The incentives for companies and funds to “greenwash,” or exaggerate their environmental, social and governance, or ESG, bona fides to attract more funding is growing as fast the popularity of ESG investing.
“There are now stronger incentives for asset managers to greenwash,” Harvard Business School Professor George Serafeim told Quartz. “ESG cannot be just a marketing tool to attract capital. Right now there is a false sense of security or satisfaction if an investor buys an ESG product that might not be what the investor thinks it is.”
Quartz noted that few if any independent measures exist to definitively determine whether many industries are truly pursuing ESG practices.
While asset managers should perform that due diligence, investors will need more tools in the future as more and more money pours into sustainable investing, especially as more environmentally conscious younger generations start seeking returns on their wealth, the news website argued.
Lack of knowledge about ESG
A UBS survey of more than 5,000 wealthy clients found that few knew anything about the three categories of ESG investing: exclusion, or avoiding investments that conflict with ESG principles, integration, or using ESG principles along with traditional asset management, and impact investing, or steering funds to specific ESG goals that comport with one’s personal vision for the world.
The European Union has proposed such measures that would set new criteria for ESG investing and compel asset managers to disclose how they consider environmental risks in their portfolios’ strategies. Those measures would be designed to curb greenwashing that might deceive unwary investors, said officials.
“We want to establish an EU-wide classification system for sustainable activities, to provide common definitions for what is green and what is not,” European Commission Vice President Valid Dombrovskis told Reuters in May. “This is a groundbreaking step.”
Identifying new ESG opportunities
But others noted that asset managers are increasingly bringing their skills to bear on identifying new ESG opportunities, from waste management to smaller-scale enterprises and funds that might deliver good returns while addressing important issues at a grass-roots level.
A recent Bright Harbor Advisors report, for example, found that more than 80 per cent of institutional investors now have ESG mandates in their investment policy plans. Those big portfolios should be performing due diligence to the best of their ability.

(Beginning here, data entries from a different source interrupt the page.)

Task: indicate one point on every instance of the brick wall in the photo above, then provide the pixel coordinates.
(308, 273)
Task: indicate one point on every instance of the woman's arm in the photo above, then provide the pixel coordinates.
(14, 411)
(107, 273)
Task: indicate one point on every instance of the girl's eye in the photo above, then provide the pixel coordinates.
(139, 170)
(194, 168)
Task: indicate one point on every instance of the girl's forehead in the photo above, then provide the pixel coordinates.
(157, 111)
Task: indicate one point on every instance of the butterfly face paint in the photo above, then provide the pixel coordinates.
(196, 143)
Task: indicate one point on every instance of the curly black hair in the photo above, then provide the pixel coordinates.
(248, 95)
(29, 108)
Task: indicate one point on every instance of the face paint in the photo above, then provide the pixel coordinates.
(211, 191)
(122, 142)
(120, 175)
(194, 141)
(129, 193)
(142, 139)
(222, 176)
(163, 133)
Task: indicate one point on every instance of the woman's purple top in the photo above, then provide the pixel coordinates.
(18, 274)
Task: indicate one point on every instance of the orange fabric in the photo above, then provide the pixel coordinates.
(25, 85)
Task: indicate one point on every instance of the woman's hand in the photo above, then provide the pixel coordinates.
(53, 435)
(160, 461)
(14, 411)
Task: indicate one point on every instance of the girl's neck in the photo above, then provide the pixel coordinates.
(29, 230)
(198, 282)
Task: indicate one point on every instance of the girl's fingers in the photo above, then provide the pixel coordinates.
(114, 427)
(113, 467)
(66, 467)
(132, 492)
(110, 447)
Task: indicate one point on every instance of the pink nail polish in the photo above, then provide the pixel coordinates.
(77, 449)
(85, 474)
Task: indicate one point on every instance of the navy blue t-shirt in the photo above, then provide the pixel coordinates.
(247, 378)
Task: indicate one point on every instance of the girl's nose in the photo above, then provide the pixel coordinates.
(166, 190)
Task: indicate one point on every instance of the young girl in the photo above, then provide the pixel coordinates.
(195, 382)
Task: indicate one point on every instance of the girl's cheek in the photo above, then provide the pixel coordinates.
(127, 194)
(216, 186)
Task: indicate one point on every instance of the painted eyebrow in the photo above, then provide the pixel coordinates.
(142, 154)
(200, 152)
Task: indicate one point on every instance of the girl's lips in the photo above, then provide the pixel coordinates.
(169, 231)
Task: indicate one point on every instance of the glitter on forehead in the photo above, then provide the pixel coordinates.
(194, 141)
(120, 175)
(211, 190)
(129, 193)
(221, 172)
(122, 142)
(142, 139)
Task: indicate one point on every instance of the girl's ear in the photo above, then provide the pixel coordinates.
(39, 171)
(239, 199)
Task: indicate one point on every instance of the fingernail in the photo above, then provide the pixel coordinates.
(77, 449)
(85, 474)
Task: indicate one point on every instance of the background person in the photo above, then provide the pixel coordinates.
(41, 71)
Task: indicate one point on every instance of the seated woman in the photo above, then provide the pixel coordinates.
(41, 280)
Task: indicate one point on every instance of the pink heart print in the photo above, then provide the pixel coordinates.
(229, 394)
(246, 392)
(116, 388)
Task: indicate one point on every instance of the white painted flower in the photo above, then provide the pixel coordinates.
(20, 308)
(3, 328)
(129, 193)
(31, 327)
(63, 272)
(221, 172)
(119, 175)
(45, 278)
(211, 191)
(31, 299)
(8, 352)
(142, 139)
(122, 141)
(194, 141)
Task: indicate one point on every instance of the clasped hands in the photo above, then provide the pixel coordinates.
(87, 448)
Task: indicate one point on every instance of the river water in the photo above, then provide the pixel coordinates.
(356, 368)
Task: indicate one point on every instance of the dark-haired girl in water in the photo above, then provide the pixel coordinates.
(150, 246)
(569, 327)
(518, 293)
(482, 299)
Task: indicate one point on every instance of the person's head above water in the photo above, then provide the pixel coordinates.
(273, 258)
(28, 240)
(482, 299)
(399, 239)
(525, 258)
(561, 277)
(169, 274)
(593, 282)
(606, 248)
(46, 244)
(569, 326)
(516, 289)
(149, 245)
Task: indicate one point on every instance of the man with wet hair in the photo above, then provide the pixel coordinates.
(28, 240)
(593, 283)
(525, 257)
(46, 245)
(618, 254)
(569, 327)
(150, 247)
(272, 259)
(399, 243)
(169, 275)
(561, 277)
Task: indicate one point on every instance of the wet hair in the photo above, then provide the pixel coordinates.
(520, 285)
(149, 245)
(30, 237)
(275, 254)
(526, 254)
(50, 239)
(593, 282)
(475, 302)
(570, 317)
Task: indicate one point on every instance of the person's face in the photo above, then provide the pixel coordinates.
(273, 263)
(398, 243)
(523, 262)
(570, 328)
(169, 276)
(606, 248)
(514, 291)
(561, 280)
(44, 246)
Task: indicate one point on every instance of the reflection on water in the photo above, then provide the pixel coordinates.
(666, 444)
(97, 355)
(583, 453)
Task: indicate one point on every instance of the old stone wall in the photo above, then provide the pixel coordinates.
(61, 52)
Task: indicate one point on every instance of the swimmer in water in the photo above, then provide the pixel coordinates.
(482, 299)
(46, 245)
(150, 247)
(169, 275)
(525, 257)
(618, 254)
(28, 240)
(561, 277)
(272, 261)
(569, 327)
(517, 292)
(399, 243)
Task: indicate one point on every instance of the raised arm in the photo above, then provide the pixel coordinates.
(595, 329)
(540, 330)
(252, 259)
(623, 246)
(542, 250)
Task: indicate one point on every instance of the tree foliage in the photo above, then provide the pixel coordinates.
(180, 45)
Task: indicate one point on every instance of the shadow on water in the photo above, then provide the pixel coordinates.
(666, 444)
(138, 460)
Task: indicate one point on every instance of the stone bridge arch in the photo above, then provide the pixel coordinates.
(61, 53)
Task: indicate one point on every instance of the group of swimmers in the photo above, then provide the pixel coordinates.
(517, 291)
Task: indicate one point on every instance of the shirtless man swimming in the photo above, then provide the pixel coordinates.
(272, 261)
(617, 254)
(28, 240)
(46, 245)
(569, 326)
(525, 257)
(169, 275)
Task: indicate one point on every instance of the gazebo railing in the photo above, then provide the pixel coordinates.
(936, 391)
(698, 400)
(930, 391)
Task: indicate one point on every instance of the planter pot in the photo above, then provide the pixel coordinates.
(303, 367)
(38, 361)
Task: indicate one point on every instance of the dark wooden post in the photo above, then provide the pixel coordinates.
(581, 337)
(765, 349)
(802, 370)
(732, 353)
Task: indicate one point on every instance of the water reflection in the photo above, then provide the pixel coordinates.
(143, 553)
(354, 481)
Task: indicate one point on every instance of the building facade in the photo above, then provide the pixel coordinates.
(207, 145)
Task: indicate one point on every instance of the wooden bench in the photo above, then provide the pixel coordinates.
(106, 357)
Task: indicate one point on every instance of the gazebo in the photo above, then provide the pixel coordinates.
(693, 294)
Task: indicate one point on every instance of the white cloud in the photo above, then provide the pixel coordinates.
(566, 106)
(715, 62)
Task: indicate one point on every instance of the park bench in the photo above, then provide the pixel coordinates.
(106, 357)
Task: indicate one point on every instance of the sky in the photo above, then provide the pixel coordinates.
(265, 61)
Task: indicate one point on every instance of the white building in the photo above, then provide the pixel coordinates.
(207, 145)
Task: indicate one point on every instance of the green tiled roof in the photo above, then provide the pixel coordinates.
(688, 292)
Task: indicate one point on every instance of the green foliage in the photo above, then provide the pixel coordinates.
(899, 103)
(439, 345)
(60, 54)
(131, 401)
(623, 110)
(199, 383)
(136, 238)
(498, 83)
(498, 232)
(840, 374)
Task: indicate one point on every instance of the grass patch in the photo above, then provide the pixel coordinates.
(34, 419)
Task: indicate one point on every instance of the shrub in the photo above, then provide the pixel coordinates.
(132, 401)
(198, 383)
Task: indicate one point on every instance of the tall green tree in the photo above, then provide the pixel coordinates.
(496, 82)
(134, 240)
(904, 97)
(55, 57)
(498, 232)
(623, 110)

“These shifts are significant signs that institutional investors are taking the structural steps necessary to reorient themselves to make sustainable a more routine part of their investment outlook and processes,” wrote Rob Day, an ESG investor at Spring Lane Capital, in Forbes.
ESG practices differ around the world
It might be impossible to ever measure every aspect of ESG investing, however, because many people would diverge on what makes for the best in social and governance practices, for example. American, European and Chinese investors and asset managers, for example, could have dramatically different ideas of what makes for the best outcomes to support.
In 2015, for example, State Street launched SHE, an exchange trade fund that promoted gender diversity. A year later, the investment bank installed the “Fearless Girl” statue across from the “Charging Bull” statue on Wall Street. The statue was a public relations success.
But later critics pointed out that the SHE fund only invested in American companies based on how many woman sat on their boards and worked as senior-level executives, hardly a driver of freedom for the most oppressed women in the developing world.